Think of it—two and a half million to play with when he was twenty-one, and all he could do was join an
infantry
regiment! Mary Wookey decided to take him on—had to hypnotize him into proposing, I shouldn't wonder. She had an eye like a basilisk, little Mary; showed him one thing he could do, and let him do it for a few years. Result, eight daughters, all as plain as hake. Even Mary gave up then, told him to learn bridge, not that that got him totally off the other; poor Weeny, I've seen him go quite white with lechery watching that nurse of Follick's, the carroty one with the extraordinary face, but of course being Weeny, he won't have dared try …”

“I thought in the war …”

“Oh, yes, the war,” said Lady Treadgold impatiently, as if referring to a village fete which she hadn't troubled to attend. “He got a D.S.O. and some other medals, didn't he? Yugoslavia or somewhere. Nothing for George Tosca there—too young to realize that anything that happened in the war might still matter. Too stupid, too—cunning but stupid—just like a woman that way. Do you remember Nora Scarston-Smith, for instance …”

“I helped investigate her murder. She was Nora Bessmuller by then.”

“My dear man! My dear man! I had no idea! How too delicious. You mean to say you sent my nephew Tommy to the gallows! How incredibly bizarre!”

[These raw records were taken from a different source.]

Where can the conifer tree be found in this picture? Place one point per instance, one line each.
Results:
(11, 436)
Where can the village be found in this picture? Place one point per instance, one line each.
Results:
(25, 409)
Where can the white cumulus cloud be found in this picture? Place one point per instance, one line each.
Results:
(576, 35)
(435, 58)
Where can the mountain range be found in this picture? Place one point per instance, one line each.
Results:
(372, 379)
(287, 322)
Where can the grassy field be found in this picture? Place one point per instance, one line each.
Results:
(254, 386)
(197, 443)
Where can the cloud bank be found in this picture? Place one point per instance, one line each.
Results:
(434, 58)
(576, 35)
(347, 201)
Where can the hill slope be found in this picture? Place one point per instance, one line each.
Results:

“I was only one of a team, rather junior,” said Pibble, but she hadn't heard him. She was laughing silently, swaying on her frame and flinging out pudgy, ringed hands to balance against each lurch. Her head was thrown back and her mouth was wide open, so that he could see right in among the blackened teeth. Suddenly he perceived what she had been before she had become this other creature, some fifty years ago, a strident frivol, rich, pretty, hard as the Lalique mascot on the bonnet of her Bugatti tourer, laughing like that in a brownish snapshot of a Riviera picnic party. He remembered Bessmuller.
Striped trousers, black jacket, round face sweaty with strain, the man's accent thickening as he paced his many-mirrored drawing room and tried to explain to Dickie Foyle (impassive, sitting on the arm of a deep chair and swinging one leg gently to and fro) the shock of what he had found in the swimming pool in his basement. Bessmuller, adviser to governments, millionaire of his own making
—
it had been the great man's naiveté that had made a fairly commonplace piece of butchery belong in the fantasy world of pure horror. That he should have not grasped, even after a year of marriage, what kind of person his showpiece wife in fact was. That the world was run by men who knew so little about the world. Now Pibble could not have put a face to the young idiot they hanged; the scene in the swimming pool was a blotchy vagueness of green and scarlet; but he could still have counted the sweat beads along Bessmuller's upper lip and got the number right.